Organizational transformation is paramount to survival, as businesses must adapt to ever-changing market trends and customer needs. Executing a strategy with success, however, is not an easy task. An effective strategy execution has the ability to rally thousands of employees around a common direction and becomes a point of competitive differentiation. More often than not, though, the execution falters and the strategy is unable to get off the ground and reach sustainment. But why? What’s going wrong? The answer typically boils down to an organization missing the mark on one (or more) of these five strategy execution beliefs.
Five Beliefs that Impact Strategy Execution Success
1. Stopping old behaviors is equally as important as starting new ones.
When it comes to executing a new strategy, leaders need to be ready to support their people in not only implementing new behaviors, but also in stopping old ones. It’s just as important to decide what you will not do or stop doing as what you will start doing. People must be ready to make some changes and must be supported throughout the discomfort and fear that will likely accompany this time.
Leaders, at your next strategic planning session, be sure to ask, “Is our strategy as clear about what we are not going to do as it is about what we are going to do?” If the answer is no, you’re not yet equipped to execute strategy. The output of your “stop doing” sessions can be as simple as not running an internal report that you aren’t sure anyone is reading. Or it can be as mission-critical as which markets you won’t focus on. Change and strategy execution go together, but change is usually resisted. Human beings just don’t like it. So leaders must be prepared for this challenge and be ready to help people get comfortable and confident in stopping behaviors as they simultaneously prepare to adopt new ones.

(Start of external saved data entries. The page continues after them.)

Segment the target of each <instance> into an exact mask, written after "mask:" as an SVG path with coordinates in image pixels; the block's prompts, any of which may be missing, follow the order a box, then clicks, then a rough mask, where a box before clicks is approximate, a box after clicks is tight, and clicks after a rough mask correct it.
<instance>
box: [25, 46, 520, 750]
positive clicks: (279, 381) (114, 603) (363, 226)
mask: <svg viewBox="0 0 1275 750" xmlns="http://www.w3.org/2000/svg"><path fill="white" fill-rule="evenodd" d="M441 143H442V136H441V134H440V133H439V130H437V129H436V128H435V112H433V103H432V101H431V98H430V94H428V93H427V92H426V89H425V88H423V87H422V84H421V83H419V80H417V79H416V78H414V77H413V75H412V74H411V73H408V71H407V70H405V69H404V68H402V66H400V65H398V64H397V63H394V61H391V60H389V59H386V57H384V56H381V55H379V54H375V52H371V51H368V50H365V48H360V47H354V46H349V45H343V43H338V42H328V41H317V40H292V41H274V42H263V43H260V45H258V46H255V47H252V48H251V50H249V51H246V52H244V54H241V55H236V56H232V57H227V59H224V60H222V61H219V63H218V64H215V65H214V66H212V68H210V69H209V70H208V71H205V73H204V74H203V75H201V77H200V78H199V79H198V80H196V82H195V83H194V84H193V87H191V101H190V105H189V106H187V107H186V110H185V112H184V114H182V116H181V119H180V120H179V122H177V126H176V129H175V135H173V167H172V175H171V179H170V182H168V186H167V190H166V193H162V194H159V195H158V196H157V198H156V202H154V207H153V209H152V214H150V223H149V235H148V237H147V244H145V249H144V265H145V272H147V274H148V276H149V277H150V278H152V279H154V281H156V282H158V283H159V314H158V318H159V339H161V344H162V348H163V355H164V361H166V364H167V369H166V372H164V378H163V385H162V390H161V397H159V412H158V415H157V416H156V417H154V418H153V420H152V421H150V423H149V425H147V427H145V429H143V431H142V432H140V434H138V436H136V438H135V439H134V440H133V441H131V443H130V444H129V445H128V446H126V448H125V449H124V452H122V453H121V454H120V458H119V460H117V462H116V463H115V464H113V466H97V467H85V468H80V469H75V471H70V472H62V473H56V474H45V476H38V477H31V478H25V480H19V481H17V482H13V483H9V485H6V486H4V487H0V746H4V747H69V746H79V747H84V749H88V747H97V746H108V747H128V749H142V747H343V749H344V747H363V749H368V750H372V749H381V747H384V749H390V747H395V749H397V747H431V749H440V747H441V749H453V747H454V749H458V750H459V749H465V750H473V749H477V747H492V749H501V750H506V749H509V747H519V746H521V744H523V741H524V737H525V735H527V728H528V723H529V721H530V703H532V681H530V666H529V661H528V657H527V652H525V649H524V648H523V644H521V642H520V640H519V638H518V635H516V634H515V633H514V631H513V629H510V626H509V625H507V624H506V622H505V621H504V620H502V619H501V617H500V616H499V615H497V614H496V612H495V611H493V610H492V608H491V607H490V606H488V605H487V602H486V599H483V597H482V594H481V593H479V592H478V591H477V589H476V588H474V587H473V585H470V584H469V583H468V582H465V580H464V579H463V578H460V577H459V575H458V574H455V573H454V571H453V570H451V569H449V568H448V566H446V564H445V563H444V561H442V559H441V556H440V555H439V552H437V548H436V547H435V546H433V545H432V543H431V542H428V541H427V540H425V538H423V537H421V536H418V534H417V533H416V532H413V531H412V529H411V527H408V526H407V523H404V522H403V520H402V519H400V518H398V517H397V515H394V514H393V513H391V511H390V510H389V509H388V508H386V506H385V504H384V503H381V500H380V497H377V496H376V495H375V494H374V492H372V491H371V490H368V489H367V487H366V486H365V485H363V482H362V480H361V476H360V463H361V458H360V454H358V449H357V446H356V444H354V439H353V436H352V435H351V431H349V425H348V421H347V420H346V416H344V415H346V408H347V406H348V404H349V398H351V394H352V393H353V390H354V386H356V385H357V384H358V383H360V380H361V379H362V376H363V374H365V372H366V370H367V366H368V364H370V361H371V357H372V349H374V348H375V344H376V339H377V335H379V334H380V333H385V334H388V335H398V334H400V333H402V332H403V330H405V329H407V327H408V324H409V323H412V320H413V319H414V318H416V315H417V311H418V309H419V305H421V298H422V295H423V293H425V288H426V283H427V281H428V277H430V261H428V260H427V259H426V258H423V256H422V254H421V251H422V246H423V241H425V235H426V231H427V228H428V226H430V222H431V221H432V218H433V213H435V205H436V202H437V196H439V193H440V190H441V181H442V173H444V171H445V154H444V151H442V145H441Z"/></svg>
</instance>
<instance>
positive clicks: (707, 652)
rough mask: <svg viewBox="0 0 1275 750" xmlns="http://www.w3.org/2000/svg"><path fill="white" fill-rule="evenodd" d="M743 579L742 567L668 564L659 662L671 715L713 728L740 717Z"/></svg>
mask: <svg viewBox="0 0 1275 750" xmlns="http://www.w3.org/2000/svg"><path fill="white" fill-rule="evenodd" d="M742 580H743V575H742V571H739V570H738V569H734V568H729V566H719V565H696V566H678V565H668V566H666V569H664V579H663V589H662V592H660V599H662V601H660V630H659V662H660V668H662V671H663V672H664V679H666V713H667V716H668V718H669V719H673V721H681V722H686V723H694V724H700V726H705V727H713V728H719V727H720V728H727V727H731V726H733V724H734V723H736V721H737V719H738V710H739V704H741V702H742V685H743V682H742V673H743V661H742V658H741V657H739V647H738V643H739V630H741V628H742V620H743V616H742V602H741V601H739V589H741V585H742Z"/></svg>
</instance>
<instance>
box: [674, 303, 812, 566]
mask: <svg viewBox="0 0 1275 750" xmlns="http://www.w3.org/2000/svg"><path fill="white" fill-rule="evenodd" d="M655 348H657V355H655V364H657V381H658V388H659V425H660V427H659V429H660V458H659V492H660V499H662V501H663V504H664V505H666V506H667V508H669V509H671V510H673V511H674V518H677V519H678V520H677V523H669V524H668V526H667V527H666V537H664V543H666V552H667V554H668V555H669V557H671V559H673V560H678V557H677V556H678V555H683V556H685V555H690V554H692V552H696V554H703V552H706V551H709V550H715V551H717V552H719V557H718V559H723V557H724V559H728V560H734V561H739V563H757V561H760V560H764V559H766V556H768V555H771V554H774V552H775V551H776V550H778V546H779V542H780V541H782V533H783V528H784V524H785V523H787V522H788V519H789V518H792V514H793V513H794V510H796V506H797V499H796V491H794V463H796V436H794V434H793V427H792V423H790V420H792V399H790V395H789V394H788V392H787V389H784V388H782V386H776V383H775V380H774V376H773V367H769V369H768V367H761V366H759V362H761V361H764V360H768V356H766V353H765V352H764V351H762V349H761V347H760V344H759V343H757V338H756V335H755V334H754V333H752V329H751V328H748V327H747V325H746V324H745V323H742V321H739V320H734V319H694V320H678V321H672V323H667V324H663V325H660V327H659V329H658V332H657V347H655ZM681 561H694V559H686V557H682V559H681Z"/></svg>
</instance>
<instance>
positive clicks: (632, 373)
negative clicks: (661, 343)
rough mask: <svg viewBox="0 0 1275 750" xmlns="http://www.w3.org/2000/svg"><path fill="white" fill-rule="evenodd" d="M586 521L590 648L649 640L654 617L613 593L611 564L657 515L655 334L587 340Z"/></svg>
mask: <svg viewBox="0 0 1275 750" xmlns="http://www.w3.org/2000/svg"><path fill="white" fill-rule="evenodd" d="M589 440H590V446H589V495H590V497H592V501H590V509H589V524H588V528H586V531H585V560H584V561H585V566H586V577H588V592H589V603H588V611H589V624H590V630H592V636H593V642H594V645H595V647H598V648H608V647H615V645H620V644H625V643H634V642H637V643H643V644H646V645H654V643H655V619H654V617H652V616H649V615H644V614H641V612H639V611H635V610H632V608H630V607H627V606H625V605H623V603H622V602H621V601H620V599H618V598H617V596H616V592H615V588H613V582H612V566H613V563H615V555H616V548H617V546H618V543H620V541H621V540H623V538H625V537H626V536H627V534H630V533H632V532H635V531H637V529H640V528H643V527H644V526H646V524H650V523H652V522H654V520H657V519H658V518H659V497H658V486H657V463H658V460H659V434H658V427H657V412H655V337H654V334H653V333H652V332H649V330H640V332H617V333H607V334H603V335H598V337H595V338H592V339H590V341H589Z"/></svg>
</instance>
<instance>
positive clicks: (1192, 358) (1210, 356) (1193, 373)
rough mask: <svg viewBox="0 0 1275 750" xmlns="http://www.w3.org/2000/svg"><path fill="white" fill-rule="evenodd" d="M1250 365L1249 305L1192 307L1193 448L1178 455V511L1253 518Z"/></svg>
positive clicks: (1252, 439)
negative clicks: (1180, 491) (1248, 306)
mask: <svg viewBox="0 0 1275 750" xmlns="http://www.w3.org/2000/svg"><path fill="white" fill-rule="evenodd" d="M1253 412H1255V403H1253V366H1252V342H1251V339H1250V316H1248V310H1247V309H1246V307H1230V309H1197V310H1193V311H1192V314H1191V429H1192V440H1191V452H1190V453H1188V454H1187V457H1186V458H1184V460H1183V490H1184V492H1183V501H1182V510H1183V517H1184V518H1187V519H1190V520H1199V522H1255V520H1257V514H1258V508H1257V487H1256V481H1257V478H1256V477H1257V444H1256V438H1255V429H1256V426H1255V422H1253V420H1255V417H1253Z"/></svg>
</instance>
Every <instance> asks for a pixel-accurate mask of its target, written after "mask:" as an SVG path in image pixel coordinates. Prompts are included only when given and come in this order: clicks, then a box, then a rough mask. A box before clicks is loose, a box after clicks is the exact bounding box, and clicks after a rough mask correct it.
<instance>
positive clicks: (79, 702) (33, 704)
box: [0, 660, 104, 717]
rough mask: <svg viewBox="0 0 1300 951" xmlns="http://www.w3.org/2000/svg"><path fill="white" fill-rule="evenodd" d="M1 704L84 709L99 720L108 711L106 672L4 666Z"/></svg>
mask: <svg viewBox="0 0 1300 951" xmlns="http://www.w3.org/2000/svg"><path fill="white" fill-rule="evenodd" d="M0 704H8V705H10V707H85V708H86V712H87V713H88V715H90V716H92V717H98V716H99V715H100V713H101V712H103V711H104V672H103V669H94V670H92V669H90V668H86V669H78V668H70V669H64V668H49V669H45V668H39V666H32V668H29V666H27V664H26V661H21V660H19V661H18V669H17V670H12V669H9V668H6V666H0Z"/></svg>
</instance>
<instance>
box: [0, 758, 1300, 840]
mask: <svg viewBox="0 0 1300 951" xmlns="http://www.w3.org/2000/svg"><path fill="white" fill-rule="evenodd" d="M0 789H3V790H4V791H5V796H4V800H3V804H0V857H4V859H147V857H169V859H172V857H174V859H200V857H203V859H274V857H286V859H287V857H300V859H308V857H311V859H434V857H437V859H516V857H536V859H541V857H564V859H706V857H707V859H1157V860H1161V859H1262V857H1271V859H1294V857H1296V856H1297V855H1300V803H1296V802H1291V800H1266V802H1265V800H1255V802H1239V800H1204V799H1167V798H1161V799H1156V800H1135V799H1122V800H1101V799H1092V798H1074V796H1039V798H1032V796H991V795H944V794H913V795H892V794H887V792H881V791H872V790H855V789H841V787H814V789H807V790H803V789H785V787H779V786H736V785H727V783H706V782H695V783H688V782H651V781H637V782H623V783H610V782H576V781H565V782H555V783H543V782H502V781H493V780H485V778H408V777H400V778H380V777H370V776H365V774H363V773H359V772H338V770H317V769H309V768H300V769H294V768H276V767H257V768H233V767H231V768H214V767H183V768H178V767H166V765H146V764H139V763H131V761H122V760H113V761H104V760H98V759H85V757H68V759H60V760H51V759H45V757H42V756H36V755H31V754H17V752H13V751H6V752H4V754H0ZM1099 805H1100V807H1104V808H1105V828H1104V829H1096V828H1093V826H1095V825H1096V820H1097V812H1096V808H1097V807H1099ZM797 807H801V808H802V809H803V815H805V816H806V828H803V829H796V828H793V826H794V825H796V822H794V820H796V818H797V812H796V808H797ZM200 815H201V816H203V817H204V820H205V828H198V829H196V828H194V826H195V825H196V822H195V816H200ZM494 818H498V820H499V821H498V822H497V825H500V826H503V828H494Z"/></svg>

2. Not everyone will be in alignment on the new strategy right away.
By definition, strategy should be controversial and leaders need to know that there will be questions and debates as the plan comes to life. While leadership alignment is critical to a business, it isn’t automatic. After all, if everyone agrees on the new plan, it’s likely not controversial or different enough to provide a competitive advantage.
Leadership teams that truly understand this reality have created planning processes and cultural environments that foster intense debate and disagreement, have allotted time for questions and answers, and give everyone a chance to come to their own opinions on the validity of the changes. These are the organizations that will realize success. And the hard work isn’t over once execution begins. The leaders must then hold each other, and their employees, rigorously accountable to supporting the decision once it has been made.
3. Strategy is a look forward, not a look back, and that’s what makes it so difficult.
The balanced scorecard that measures involuntary turnover and yield is a look back at the health of an organization, a measure of your “blood pressure” and “cholesterol.” Strategy, however, is a look forward into uncertainty, your workout plan for the future. You need both, but don’t mistake your balanced scorecard for your strategy direction.
4. The time spent building your plan should not exceed time spent on execution.
There’s no arguing that leadership teams put in hours upon hours upon hours crafting a new strategy. Data is evaluated, expansions considered, technologies debated. Each step is reviewed and modified and ideated. The leaders know every detail inside and out. But they often forget that not everyone else has such an intimate connection to it. Even after the strategy is shared during a town hall or team meeting, the others seeing the plan for the first time simply won’t have the same level of understanding as those who developed it. And they are definitely not ready to go right into execution mode. Just because goals are developed based on the strategy and are cascaded through the organization doesn’t mean that the employees who are responsible for executing the strategy fully comprehend what needs to be done, and they might not even have the capabilities to execute it.
The most effective organizations continually communicate the corporate strategy, assess the organizational capabilities to execute it, and develop training programs to bridge capability gaps.
5. The people creating the strategy need to have a real-world knowledge of the marketplace.
This point may seem obvious, but not everyone on the leadership team is still spending time on the front line, assessing the competition, identifying emerging trends, or meeting with customers. This knowledge is the “raw material” for strategy creation. This issue has a relatively easy fix: leaders just need to allocate their time to focus on these tasks. And this must be fixed. Without the raw materials of a strategy that come from questioning your perceptions and being curious about your marketplace, it’s impossible to create a viable winning strategy.
Strategy Execution Can’t Be Rushed
Many of these beliefs make a lot of sense when taught in top business schools. Yet, given the intense quarterly pressure of Wall Street, we take revenue wherever we can get it, and often don’t take the time to think ahead before making a quick decision to pivot. Leaders just hope their people get on board and adapt. But this typically negatively impacts an organization’s culture and the employee experience. Leaders need to remember that with careful planning and execution, a strategic plan can be the gateway to sustained success.